There are hundreds of species of snakes around the world but only a low percentage of these are venomous. In [country] the only venomous native snake is the Adder also known as the Common Viper.
Snake awareness is important in protecting you and your family from snake bites.
Be aware of the dangers, know the signs of snakes and take steps to avoid them.
‘Proof’ your home and garden.
Know the symptoms and appropriate treatment.
Types of Venomous Snake Bites
The recommended first aid for snake bites will also vary according to species.
Treatment for a snake bite is defined according to whether the venom is cytotoxic, haemotoxic or neurotoxic and the wrong treatment will not only be of little or no help but could even be dangerous.
CYTOTOXIC - An agent or process that is toxic to cells and suppresses cell function or causes cell death.
HAEMOTOXIC - An agent or process that kills red blood cells and prevents clotting resulting in internal and external bleeding.
An agent or process that is destructive or deadly to nerves or nervous tissue.
The Venom from Adders and Vipers is Cytotoxic
Generally two puncture marks at the site of the bite.
Bite causes instant pain, immediate swelling, bruising and blistering.
Symptoms include nausea and dizziness.
Immobilise the limb but don’t restrict the blood flow.
The Vemon from Mambas and Cobras is Neurotoxic
Generally two puncture wounds at the site of the bite.
Bite can feel more like a sting with little or no bruising and swelling.
Symptoms include feeling confused, dizziness, slurred speech, difficulty swallowing and breathing.

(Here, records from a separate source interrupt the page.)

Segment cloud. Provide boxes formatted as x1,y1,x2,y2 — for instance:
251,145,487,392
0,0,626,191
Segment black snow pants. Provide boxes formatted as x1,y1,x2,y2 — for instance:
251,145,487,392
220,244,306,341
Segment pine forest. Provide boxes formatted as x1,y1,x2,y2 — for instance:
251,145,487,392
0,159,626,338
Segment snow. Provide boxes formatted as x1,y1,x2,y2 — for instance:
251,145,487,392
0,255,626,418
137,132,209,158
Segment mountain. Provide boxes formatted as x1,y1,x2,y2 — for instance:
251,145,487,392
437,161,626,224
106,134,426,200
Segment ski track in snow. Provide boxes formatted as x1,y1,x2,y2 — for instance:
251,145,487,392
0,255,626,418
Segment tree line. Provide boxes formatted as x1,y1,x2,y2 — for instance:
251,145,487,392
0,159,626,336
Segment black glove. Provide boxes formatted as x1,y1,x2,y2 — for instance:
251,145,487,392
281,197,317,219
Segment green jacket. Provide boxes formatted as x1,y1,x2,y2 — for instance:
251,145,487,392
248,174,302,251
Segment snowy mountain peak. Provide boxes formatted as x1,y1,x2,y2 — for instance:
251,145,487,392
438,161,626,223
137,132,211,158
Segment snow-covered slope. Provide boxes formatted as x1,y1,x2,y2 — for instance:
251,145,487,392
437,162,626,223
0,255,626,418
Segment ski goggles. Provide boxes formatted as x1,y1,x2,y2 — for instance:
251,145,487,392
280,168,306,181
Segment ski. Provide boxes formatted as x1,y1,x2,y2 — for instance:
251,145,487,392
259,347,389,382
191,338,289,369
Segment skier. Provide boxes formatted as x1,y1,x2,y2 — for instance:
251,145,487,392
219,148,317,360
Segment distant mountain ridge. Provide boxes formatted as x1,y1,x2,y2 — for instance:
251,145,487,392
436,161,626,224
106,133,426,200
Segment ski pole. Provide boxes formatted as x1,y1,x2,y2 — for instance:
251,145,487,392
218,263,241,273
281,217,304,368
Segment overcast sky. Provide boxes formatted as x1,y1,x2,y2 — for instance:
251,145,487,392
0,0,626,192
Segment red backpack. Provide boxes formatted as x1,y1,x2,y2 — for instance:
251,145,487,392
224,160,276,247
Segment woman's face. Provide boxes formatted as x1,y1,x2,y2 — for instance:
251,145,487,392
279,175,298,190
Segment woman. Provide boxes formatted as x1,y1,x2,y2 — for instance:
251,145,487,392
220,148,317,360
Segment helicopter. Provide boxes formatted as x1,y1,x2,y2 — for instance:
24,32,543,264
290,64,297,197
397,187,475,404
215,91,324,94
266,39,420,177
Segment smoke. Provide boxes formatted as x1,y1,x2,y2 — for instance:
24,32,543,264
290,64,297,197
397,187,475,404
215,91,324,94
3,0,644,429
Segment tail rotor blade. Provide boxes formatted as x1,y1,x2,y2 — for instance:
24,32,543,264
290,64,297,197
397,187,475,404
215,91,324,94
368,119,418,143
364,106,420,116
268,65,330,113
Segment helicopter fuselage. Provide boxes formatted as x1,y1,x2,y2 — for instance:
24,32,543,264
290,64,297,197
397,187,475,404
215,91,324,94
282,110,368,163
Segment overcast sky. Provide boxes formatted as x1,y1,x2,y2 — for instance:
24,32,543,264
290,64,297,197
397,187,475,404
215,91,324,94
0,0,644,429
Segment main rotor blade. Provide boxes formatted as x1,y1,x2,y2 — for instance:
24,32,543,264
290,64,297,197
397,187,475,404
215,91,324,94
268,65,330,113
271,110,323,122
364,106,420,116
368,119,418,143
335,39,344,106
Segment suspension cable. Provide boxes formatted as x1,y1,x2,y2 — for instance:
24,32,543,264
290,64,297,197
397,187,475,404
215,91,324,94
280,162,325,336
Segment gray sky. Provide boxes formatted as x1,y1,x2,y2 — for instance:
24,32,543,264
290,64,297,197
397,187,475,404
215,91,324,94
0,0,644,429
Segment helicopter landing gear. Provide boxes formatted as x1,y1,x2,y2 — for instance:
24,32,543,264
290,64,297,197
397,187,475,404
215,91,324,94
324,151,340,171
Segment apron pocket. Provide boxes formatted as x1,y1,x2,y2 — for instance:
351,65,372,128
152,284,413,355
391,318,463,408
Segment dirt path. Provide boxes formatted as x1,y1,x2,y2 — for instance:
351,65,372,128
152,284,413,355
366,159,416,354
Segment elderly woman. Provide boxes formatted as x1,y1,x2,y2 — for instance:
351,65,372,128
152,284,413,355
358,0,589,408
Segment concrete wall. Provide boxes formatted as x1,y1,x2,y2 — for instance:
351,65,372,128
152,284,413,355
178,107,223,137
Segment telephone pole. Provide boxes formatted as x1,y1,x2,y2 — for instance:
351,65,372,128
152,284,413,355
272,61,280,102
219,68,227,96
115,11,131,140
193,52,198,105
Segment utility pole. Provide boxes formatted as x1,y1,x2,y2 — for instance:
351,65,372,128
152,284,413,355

Immobilise the limb and restrict blood flow between the bite and the heart.
Administer CPR until Medical help is available.
The Venom from Boomslangs and Vine snakes is Haemotoxic
Sometimes puncture wounds can be seen at site of the bite.
Bite is generally not very painful but within one hour copious bleeding is likely from the bite wound and any other wounds cuts or scratches the victim may have.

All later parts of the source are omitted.